Si le projet de loi ouvre aux couples de personnes de même sexe le mariage et, par voie de conséquence, l'adoption, il ne modifie en rien la présomption de paternité exposée à l'article 312 du code civil et ne permet donc pas la reconnaissance de l'enfant du conjoint au sein d'un couple homosexuel. En effet, la rédaction de cet article – « l'enfant conçu ou né pendant le mariage a pour père le mari » – ne permet pas de l'appliquer à un couple de personnes de même sexe. Ce choix de ne pas créer une présomption de parenté au sein des couples homosexuels semble justifié, pour des raisons qui ne sont d'ailleurs pas identiques selon que le couple unit deux hommes ou deux femmes.

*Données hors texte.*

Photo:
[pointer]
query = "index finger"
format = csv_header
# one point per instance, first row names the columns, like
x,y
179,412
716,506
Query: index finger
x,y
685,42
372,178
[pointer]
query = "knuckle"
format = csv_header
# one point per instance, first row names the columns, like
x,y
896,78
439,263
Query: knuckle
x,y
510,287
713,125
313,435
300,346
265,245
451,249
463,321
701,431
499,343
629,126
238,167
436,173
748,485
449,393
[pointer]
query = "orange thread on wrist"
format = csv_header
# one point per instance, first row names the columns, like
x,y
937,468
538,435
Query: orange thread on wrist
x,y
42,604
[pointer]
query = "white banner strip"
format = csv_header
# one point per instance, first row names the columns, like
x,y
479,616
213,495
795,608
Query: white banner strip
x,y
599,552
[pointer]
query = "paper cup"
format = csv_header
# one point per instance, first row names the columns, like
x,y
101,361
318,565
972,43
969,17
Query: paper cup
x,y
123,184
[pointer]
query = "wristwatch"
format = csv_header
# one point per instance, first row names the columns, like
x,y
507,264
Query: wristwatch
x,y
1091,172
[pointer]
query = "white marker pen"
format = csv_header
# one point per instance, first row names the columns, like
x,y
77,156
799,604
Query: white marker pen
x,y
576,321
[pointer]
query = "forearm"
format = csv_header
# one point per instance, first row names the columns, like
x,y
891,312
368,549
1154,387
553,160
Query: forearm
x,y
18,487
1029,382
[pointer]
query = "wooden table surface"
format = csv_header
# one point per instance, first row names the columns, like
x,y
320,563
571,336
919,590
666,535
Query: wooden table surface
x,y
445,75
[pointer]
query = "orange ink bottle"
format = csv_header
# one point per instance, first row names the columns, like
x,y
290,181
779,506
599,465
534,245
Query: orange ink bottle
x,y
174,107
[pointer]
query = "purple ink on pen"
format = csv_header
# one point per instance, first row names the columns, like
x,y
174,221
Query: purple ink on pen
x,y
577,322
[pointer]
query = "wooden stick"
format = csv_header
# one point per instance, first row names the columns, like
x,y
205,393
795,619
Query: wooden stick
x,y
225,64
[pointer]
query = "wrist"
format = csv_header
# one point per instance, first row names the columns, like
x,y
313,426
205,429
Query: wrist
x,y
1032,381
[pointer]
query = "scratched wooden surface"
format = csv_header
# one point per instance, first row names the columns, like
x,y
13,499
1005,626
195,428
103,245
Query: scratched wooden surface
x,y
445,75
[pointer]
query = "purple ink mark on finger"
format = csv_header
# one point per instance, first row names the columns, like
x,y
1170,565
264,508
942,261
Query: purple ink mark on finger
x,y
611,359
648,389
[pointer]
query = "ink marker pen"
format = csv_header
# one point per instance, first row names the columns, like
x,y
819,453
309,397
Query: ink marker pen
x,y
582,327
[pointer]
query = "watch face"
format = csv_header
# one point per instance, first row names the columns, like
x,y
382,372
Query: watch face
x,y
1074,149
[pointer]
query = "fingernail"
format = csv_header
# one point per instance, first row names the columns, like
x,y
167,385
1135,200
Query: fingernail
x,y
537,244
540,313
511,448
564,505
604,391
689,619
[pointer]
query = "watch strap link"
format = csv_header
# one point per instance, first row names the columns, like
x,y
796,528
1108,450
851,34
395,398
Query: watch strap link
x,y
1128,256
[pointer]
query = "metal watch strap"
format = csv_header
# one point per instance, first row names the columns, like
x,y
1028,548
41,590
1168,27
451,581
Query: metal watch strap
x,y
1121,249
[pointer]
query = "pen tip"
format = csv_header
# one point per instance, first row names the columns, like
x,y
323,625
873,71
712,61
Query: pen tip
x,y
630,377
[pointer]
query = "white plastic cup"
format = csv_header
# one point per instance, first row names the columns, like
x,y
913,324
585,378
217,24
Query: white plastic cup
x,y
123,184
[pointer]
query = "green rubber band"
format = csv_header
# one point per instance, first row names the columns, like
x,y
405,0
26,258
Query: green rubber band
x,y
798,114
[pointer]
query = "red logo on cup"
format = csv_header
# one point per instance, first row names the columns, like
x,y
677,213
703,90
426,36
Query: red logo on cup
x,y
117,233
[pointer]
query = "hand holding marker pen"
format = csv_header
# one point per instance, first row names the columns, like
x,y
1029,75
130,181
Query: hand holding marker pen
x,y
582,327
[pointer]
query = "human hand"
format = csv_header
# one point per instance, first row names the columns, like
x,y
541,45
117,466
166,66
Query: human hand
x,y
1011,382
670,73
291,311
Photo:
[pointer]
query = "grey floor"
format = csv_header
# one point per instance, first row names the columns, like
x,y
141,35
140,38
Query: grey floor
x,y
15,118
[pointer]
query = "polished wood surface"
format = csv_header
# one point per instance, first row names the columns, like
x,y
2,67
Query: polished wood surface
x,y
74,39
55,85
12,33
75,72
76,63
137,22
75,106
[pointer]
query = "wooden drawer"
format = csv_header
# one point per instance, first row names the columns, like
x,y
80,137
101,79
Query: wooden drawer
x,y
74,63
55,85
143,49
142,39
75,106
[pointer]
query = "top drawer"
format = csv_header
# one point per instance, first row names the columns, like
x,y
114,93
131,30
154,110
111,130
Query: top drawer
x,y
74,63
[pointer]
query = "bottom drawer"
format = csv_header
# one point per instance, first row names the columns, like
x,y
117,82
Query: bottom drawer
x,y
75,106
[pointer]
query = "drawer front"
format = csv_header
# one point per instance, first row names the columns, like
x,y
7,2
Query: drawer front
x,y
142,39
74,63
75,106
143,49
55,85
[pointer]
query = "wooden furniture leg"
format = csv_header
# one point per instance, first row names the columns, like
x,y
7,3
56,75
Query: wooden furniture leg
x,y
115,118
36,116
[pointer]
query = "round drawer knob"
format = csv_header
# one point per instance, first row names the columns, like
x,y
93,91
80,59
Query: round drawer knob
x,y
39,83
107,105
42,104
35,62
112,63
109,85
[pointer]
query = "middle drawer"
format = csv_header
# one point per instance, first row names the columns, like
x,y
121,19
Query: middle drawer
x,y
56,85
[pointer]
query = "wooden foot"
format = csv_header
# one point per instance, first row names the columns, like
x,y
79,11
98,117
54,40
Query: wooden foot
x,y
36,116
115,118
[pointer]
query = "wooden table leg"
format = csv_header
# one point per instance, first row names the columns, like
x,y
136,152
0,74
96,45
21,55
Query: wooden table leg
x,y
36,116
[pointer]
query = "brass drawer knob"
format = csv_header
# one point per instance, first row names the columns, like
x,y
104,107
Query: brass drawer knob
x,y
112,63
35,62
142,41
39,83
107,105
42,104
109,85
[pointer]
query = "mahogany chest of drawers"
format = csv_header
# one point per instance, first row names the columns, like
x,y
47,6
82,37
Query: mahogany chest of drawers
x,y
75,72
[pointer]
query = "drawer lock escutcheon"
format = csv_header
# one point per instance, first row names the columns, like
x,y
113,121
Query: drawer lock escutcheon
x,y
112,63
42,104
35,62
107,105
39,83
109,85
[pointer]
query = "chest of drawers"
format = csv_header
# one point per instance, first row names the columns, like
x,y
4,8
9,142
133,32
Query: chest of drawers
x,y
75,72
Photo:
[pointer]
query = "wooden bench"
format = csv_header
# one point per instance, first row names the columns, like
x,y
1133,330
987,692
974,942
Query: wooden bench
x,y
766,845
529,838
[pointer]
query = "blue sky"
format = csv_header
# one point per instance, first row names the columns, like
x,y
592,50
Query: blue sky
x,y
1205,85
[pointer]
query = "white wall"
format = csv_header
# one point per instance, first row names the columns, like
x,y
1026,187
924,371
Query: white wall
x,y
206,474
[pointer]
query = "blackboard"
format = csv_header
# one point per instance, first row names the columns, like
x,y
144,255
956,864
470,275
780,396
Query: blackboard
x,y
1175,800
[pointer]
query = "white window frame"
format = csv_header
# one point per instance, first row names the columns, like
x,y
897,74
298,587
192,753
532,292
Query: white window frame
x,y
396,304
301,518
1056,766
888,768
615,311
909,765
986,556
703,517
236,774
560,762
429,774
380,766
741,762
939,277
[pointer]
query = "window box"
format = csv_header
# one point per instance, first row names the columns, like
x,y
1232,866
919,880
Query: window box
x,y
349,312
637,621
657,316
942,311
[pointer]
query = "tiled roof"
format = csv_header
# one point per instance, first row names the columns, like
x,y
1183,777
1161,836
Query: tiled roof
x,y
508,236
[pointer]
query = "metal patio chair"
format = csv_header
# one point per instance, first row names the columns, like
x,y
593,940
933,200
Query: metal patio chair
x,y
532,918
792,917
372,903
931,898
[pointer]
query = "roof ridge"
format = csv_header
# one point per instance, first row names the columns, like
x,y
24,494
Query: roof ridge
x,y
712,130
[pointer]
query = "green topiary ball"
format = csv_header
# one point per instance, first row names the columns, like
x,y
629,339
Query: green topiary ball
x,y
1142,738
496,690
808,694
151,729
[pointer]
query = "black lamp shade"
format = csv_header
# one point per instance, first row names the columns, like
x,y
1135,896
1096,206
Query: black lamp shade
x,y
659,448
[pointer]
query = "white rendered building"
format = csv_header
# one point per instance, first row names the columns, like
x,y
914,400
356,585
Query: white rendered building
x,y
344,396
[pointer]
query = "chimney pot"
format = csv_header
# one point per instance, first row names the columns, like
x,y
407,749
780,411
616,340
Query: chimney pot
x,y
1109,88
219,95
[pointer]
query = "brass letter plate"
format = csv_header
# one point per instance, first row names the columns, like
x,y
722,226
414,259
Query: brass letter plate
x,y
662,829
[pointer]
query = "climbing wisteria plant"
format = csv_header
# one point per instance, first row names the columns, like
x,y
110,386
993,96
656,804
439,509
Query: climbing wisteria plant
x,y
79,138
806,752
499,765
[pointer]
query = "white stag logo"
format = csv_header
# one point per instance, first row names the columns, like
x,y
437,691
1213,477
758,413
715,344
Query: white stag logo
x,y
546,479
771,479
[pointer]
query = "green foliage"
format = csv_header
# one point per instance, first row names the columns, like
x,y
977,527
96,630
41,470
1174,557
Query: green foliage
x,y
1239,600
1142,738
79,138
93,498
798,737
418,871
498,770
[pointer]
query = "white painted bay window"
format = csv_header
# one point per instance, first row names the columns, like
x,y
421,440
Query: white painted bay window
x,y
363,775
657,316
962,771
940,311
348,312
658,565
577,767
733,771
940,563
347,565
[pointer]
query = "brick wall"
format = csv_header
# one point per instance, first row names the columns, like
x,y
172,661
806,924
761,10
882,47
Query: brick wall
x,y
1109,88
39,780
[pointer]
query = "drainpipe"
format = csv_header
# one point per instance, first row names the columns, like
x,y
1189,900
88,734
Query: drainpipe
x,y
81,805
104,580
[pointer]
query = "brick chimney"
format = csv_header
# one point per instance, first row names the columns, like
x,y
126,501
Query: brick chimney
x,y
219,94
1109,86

Pour les couples de femmes, la difficulté est la suivante. Aujourd'hui, le mari peut contester sa paternité en montrant qu'il n'est pas le père biologique, notamment en prouvant que l'enfant est né d'une infidélité. Le principe même de la présomption simple est en effet qu'on peut la renverser. Mais, si l'épouse devenue mère par présomption disposait de cette possibilité de contestation, alors qu'elle sait évidemment pouvoir prouver qu'elle n'est pas la mère biologique de l'enfant, le risque serait grand de déstabiliser la filiation. Pour s'en prémunir, il faudrait alors interdire toute contestation, ce qui contraindrait toute épouse à assumer la responsabilité de tout enfant né de sa femme, même s'il est issu d'une infidélité.
Au sein des couples d'hommes, aucune naissance n'est par définition possible. Si l'un des deux conjoints devient parent d'un enfant, ce ne peut être que par adoption ou par reconnaissance. Dans le premier cas, s'il adopte seul un enfant qu'il aurait légalement pu adopter en couple – ce que la loi permettra –, l'on ne saurait imposer à son conjoint d'en devenir automatiquement le père. Dans le second, s'il reconnaît un enfant dépourvu de filiation maternelle, il s'agit d'une GPA, que notre droit n'admet pas.
Pour ces raisons, la présomption de parenté, intellectuellement séduisante, semble toutefois difficile à intégrer dans notre droit. Avis défavorable.